I'm quite optimistic and even excited for the future of Standard Pauper. In this next year, we've got the release of three expansion sets, each of which is sure to reshape the metagame and bring players both new and old back to the virtual table. As Magic Online continues to stabilize, I believe that the casual crowd will start to filter back online (especially if leagues get off the ground and are successful), and that attendance at both MPDC and SPDC will continue to rebound from our current lull. I also anticipate that more and more content will be published in the format, whether here at PureMTGO, over at MagicGatheringStrat, from Chris Baker, or possibly even from new players.

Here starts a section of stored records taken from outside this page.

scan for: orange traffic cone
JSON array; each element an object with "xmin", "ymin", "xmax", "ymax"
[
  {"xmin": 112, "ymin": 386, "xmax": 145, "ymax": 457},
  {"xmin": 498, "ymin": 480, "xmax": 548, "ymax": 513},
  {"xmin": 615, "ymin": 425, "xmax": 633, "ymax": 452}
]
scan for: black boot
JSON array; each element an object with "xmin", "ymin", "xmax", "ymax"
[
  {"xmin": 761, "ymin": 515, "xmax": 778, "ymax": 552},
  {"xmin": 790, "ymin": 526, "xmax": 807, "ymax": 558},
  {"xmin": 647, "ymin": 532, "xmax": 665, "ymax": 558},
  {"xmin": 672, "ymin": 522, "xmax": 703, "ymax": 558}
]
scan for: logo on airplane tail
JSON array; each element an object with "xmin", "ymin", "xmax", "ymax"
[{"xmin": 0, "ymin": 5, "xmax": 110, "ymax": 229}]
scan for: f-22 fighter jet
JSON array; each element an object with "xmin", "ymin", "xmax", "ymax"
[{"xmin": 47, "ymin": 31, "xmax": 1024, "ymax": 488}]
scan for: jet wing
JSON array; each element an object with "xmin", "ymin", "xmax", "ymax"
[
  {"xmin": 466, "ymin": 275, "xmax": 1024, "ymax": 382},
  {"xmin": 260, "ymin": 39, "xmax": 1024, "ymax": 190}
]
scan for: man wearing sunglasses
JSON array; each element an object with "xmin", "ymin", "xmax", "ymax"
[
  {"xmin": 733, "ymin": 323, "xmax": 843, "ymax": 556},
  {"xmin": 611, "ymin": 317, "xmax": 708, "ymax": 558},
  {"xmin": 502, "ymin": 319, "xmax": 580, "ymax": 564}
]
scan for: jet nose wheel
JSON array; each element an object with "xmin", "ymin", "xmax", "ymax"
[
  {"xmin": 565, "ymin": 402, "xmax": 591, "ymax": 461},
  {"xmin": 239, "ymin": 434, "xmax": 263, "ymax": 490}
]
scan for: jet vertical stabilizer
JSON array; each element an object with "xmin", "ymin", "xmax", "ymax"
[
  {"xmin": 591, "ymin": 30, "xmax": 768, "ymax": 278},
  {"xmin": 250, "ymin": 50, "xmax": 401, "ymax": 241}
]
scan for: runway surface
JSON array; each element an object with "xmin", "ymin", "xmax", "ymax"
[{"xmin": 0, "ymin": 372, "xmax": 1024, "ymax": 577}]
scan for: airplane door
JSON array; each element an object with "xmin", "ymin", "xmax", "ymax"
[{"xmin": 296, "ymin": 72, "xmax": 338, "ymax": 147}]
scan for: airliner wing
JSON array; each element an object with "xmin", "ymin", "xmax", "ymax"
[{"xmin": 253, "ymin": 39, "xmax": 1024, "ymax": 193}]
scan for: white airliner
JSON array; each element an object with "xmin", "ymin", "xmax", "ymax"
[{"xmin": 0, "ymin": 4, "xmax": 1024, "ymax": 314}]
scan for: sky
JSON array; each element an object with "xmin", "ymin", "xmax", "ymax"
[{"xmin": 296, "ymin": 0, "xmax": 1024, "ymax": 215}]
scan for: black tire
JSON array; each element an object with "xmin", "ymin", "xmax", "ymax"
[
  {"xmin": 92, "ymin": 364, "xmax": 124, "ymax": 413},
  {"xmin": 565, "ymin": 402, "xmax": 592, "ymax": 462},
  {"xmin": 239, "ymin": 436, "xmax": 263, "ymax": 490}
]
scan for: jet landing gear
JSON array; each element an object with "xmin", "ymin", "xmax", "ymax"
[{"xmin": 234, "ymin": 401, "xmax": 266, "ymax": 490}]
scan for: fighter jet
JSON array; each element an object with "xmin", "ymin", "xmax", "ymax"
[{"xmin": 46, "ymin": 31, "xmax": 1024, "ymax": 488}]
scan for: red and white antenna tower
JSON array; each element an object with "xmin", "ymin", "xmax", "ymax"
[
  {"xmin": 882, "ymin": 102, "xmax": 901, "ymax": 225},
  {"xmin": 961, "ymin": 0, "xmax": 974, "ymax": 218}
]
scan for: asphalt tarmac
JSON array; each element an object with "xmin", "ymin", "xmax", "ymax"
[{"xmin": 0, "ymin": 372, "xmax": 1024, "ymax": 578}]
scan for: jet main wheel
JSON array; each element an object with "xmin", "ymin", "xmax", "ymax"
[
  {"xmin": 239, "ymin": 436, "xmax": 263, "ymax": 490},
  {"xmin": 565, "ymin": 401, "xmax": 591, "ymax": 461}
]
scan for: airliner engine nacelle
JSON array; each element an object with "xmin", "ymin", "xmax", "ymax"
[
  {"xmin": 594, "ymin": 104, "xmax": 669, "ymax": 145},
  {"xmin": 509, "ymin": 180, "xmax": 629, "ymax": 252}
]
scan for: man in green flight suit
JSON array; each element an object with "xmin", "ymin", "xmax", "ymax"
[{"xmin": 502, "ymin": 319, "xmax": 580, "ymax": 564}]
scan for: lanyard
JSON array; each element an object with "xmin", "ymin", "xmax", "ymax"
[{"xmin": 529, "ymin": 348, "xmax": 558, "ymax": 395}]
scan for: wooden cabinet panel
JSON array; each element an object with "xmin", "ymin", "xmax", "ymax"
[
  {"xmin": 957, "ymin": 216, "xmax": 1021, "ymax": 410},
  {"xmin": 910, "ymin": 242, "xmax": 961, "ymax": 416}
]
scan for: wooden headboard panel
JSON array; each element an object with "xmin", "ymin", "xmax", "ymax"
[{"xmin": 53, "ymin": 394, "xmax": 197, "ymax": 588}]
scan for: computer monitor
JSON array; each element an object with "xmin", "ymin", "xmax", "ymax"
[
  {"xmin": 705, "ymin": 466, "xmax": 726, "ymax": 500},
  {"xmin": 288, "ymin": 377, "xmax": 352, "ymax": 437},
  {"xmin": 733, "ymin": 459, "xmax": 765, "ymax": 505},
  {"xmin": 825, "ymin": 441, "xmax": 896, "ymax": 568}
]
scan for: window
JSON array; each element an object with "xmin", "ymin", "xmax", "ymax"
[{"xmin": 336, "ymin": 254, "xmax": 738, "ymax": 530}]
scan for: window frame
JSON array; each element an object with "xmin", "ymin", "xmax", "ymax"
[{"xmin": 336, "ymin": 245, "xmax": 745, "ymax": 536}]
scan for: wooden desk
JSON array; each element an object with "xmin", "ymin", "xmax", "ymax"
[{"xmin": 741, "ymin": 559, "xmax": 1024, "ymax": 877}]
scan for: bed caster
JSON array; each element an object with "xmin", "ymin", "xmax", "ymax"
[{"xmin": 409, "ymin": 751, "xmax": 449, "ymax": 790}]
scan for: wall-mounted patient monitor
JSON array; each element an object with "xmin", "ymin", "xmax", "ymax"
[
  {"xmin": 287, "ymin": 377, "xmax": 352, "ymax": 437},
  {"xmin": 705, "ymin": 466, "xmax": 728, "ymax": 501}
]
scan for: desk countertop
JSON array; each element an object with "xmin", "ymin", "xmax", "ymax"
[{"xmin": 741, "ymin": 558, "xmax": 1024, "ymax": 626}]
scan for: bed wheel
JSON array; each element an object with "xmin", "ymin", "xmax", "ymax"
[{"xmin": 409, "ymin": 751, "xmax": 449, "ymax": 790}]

For my part, I have several new endeavors in the works. First, I intend to follow up this article with a special feature length deck tech on the three major deck archetypes leading up to the end of season capstone tournaments for both MPDC and SPDC. Second, I will soon be announcing a special Standard Pauper Sealed League that will start up soon, which you can read more about here. Third, I hope to find new ways of bringing exposure to our format by branching out into sites like reddit and mtgsalvation. And finally, I will continue to host our weekly PRE, tweet and blog about the format, create videos, and bring attention to the format as best I can.

VI. Conclusion

I hope you enjoyed this look into the State of Standard Pauper. For those of you who are already part of our great Standard Pauper community, thanks for all you do. For those of you who have yet to dip your toe in, let me encourage you to do so! Standard Pauper is a great format, and one that challenges both new players and veterans alike. Come join us on a Sunday or Monday afternoon for our weekly PREs, or just pick up some games in the casual room. Thanks for reading, and I'll see you next time for my first deck tech of the new year!


Great overview! by ahniwa at Mon, 01/05/2015 - 13:33
ahniwa's picture

Thanks for the mention and for the excellent overview of Standard Pauper resources! I'm looking forward to the Sealed League! /bava

I use to play and still wants by bdgp009 at Mon, 01/05/2015 - 23:53
bdgp009's picture

I use to play and still wants to play Standard Pauper but the timing just doesn't suit my real life time. Still I try to tinker with different brews of standard pauper from time to time. I hope someday Wizards will give the players of Standard pauper a chance to have their own competition even with only a minimal prize structure and let them have that deserve qp's to enter MOCS. Keep up the good work Mr. Gwyned.